Higher prices generally encourage mining as the reward is higher. However, according to a study published last year by digital currency economist Alex de Vries, prices do not have to stay high for Bitcoin to remain “hungry” for energy. As long as the price is above $ 25,200, the Bitcoin network can withstand mining operations that consume about 180 TWh per year, writes The Verge.
Prices below that $ 25.2 thousand threshold could force miners to pause operations or smaller miners because they don’t want to risk their electricity consumption being higher than the earnings they will generate by mining new tokens.
However, it is still too early to make concrete predictions about whether the fall in the price of Bitcoin will ultimately be beneficial for the environment. Given the period in which Bitcoin held extremely high value, many miners have savings that will keep them going for a while.
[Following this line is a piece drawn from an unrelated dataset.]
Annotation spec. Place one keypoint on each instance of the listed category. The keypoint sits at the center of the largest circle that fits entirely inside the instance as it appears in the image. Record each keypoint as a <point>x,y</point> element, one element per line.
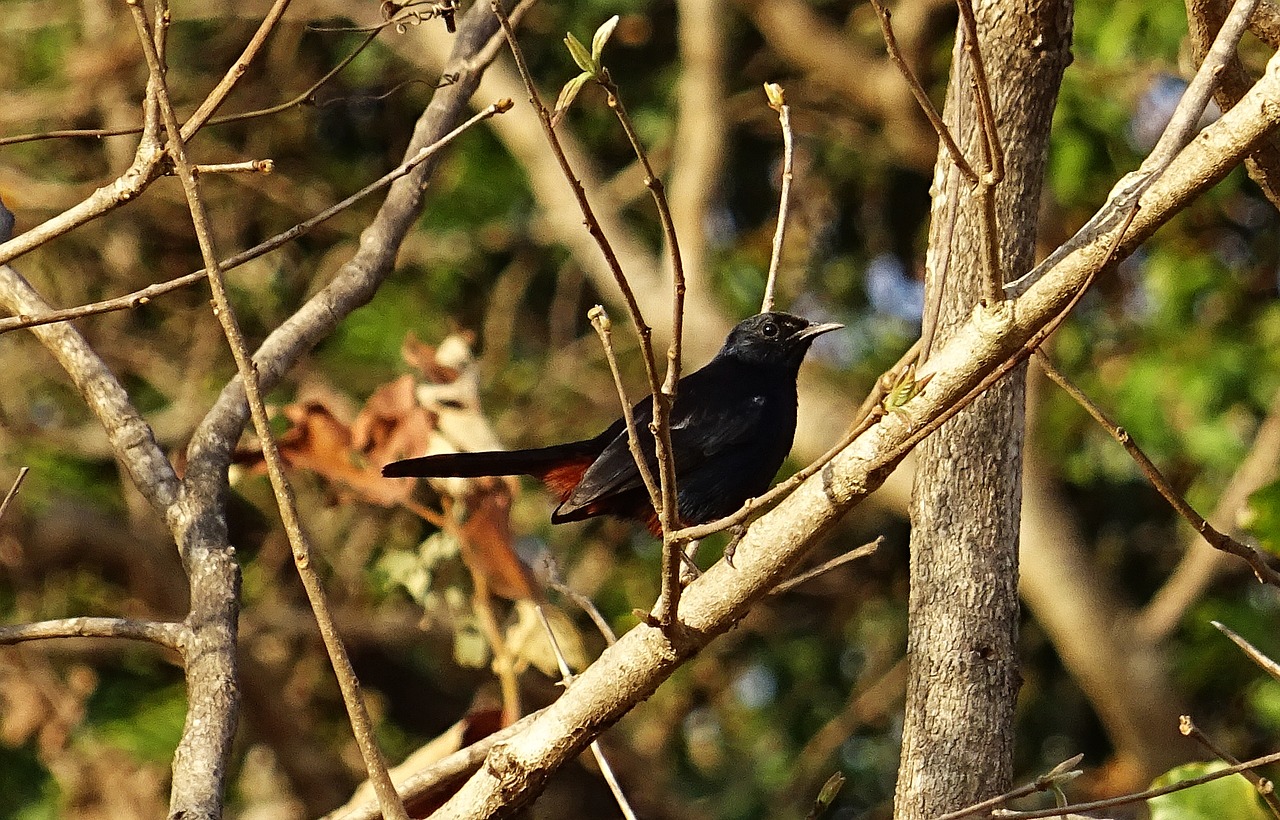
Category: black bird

A sustainable price of about $ 24,000 could reduce the global energy consumption of the Bitcoin network to about 170 TWh per year. This sounds like an incremental change, but it could contribute to a significant drop in electricity use and a reduction in the greenhouse gases generated by the process. If we compare this to the annual energy consumption of the Bitcoin network for most of 2022, it would be like reducing the amount of electricity Ireland consumes over the course of a year.
Bitcoin mining is energy inefficient, and as it is the most well-known cryptocurrency, changes in value are significant for the environment. The second largest network of cryptocurrencies, Ethereum, uses the same type of energy-intensive process on its blockchain and has similarly recently experienced a decline in value.